Facial Landmarks Detection and Expression Recognition in the Dark
Abstract
Facial landmark detection has been widely adopted for body language analysis and facial identification task. A variety of facial landmark detectors have been proposed in different approaches, such as AAM, AdaBoost, LBF and DPM. However, most detectors were trained and tested on high resolution images with controlled environments. Recent study has focused on robust landmark detectors and obtained increasing excellent performance under different poses and light conditions. However, it remains an open question about implementing facial landmark detection in extremely dark images. Our implementation is to build an application for facial expression analysis in extremely dark environments by landmarks.
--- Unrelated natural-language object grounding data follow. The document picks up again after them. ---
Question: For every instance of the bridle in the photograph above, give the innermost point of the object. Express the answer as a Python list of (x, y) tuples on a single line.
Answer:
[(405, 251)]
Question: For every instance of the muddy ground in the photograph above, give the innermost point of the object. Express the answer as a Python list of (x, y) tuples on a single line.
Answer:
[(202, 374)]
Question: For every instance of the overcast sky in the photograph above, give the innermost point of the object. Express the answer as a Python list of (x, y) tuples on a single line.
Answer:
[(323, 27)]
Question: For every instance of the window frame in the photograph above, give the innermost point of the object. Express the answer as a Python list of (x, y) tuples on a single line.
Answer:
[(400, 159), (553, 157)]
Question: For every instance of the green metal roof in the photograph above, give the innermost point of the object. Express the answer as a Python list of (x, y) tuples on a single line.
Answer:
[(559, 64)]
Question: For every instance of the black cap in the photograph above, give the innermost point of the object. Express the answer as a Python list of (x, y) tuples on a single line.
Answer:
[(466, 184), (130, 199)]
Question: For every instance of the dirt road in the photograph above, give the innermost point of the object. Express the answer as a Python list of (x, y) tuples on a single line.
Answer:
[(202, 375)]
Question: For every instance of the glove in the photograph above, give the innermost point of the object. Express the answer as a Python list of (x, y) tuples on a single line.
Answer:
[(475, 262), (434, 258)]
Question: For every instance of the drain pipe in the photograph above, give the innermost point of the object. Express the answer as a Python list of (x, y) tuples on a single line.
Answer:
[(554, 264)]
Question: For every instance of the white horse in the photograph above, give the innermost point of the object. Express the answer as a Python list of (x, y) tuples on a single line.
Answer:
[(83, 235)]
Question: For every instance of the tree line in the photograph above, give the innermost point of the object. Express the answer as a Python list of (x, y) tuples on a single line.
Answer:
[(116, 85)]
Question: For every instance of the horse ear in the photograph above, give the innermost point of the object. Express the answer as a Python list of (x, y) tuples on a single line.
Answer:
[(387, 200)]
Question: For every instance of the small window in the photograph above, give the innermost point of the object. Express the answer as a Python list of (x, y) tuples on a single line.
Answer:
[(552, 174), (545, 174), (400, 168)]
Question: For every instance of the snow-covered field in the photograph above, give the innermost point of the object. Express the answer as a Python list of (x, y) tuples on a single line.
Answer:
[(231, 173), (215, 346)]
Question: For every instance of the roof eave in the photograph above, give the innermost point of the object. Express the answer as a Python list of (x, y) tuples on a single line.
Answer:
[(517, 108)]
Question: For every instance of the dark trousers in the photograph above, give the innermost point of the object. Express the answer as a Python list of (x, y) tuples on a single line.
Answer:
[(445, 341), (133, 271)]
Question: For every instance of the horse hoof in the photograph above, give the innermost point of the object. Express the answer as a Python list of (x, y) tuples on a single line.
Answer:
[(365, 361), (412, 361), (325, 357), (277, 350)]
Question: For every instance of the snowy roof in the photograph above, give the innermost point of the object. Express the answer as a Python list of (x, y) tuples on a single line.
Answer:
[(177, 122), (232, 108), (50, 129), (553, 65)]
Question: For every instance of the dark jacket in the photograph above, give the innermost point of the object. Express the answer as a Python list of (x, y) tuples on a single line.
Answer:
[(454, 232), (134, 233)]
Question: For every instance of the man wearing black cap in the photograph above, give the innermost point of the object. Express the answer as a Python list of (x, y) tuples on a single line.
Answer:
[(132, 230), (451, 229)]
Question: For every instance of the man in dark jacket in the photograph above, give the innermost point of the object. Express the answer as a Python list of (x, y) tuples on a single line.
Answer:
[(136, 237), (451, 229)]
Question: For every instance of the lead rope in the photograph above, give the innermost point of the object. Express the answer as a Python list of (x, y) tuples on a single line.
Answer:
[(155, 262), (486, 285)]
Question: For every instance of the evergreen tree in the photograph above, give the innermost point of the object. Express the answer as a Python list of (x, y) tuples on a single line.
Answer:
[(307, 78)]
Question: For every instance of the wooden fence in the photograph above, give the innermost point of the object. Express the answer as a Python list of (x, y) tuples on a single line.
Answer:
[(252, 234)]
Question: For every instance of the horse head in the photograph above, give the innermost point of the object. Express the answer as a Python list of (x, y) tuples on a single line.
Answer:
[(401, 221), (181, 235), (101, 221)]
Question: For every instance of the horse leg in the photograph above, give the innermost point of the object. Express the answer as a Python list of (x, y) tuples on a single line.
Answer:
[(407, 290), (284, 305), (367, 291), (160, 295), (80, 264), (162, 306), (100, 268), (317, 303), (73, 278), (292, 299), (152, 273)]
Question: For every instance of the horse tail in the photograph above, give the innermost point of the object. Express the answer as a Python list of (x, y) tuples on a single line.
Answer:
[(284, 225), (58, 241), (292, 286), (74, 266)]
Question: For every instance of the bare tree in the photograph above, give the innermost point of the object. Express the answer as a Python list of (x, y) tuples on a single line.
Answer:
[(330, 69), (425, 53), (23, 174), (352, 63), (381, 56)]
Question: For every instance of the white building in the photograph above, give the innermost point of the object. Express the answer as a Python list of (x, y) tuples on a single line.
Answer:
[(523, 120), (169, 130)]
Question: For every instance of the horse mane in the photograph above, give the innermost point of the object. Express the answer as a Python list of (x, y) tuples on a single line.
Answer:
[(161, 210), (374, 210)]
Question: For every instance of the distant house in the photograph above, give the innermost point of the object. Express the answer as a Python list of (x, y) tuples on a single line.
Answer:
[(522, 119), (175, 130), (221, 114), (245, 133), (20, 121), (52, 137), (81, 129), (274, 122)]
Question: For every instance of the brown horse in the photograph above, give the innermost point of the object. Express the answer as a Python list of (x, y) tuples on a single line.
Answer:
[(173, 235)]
To address this problem, we explored different dark image enhancement methods to facilitate landmark detection. And we designed landmark correct- ness methods to evaluate landmarks’ localization. This step guarantees the accuracy of expression recognition. Then, we analyzed the feature extraction methods, such as HOG, polar coordinate and landmarks’ distance, and normalization methods for facial expression recognition. Compared with the existing facial expression recognition system, our system is more robust in the dark environment, and performs very well in detecting happy and surprising.
Citation
Wang, Qiyu (2020). Facial Landmarks Detection and Expression Recognition in the Dark. Master's thesis, Texas A&M University. Available electronically from https : / /hdl .handle .net /1969 .1 /192754.